TRADICIÓN SIN ORACIÓN

tradicion sin oracion

Desde la manigueta se ve casi toda la cofradía, y aquí, asido a ella, uno reflexiona sobre las cosas que pasan en nuestras hermandades.

En muchas ocasiones estas reflexiones que desde la manigueta surgen son consecuencia de charlas entre cofrades en las que uno participa, conclusiones personales que resumen una buena tarde en la hermandad, en Twitter, en el grupo de WhatsApp o en el bar de la esquina. Y así ocurre en este caso.

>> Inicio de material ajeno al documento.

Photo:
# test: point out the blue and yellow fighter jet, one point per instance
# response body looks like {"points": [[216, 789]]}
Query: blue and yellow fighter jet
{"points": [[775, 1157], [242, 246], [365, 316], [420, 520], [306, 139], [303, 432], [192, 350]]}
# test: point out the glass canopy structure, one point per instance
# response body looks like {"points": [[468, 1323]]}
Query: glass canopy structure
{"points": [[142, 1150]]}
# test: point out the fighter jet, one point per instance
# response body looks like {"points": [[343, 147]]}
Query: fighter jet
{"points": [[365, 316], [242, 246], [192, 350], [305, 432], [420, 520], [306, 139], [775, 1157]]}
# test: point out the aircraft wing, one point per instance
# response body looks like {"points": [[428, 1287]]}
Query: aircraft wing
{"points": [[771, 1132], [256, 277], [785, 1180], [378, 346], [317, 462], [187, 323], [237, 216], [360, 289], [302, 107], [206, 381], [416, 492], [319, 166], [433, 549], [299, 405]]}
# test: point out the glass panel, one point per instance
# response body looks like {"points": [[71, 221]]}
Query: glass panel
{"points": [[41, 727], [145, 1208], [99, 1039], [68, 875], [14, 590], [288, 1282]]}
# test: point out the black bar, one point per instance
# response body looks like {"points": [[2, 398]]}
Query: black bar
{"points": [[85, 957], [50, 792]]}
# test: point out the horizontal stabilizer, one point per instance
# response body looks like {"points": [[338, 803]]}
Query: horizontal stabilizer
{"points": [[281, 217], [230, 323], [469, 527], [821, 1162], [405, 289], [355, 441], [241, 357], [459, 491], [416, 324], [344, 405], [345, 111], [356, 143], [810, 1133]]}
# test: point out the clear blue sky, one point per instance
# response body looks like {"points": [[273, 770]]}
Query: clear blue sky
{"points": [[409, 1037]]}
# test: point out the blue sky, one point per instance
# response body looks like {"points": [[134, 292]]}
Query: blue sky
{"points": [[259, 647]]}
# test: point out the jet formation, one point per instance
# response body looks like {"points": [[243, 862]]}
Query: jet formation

Hablábamos de un tema ya más que tratado: la cantidad de actos, cultos y procesiones que tienen hoy día las hermandades, hasta el punto que para muchos miembros de junta resulta agotador acudir a todos a los que son invitados o deben representar a su hermandad, compromisos sociales que, por otra parte, nos hemos creado nosotros mismos. Esto lo comparábamos con el número de personas que acuden a la Iglesia a diario, o simplemente los domingos, y, realmente, hay algo que choca, que no concuerda, algo falla. No hay el mismo nivel de compromiso.

Muchos de los miles de nazarenos que desfilan en nuestra Semana Santa lo hacen por tradición y muchos hermanos que acuden a las funciones principales de sus hermandades con sus hijos lo hacen por tradición, porque sus padres lo hicieron con ellos. Está claro que hemos heredado una tradición que debemos conservar, pero estamos olvidando el fundamento de esta, convirtiendo en una afición o en una mera costumbre nuestros cimientos católicos y cristianos.

Y en este tema no podemos hacer responsable a la hermandad o a los profesores del colegio (si este es religioso), esto se aprende en casa, esto lo enseña papá y mamá. Salir de nazareno en tu hermandad puede ser una tradición que hay que cumplir, pero hacer una estación de penitencia es mucho más, el que no conoce aquello en lo que cree tiene desvirtuada su fe. Ir a la función principal con tus padres marcará una costumbre hacia tus titulares y hacia tu hermandad, pero no te debe hacer un forofo y sí un devoto. Salir de acólito el día que procesiona tu hermandad, al lado del paso, debe ser un orgullo de juventud, pero si no sabes el significado de lo que estás haciendo habrá sido en vano. Si te vistes de mantilla el Jueves Santo por tradición, con el mismo espíritu que si te vistieses de flamenca, mal asunto.

Desde la manigueta surgió una frase que puede resumir la idea de aquella conversación y de esta reflexión de hoy: Tradición sin oración es afición.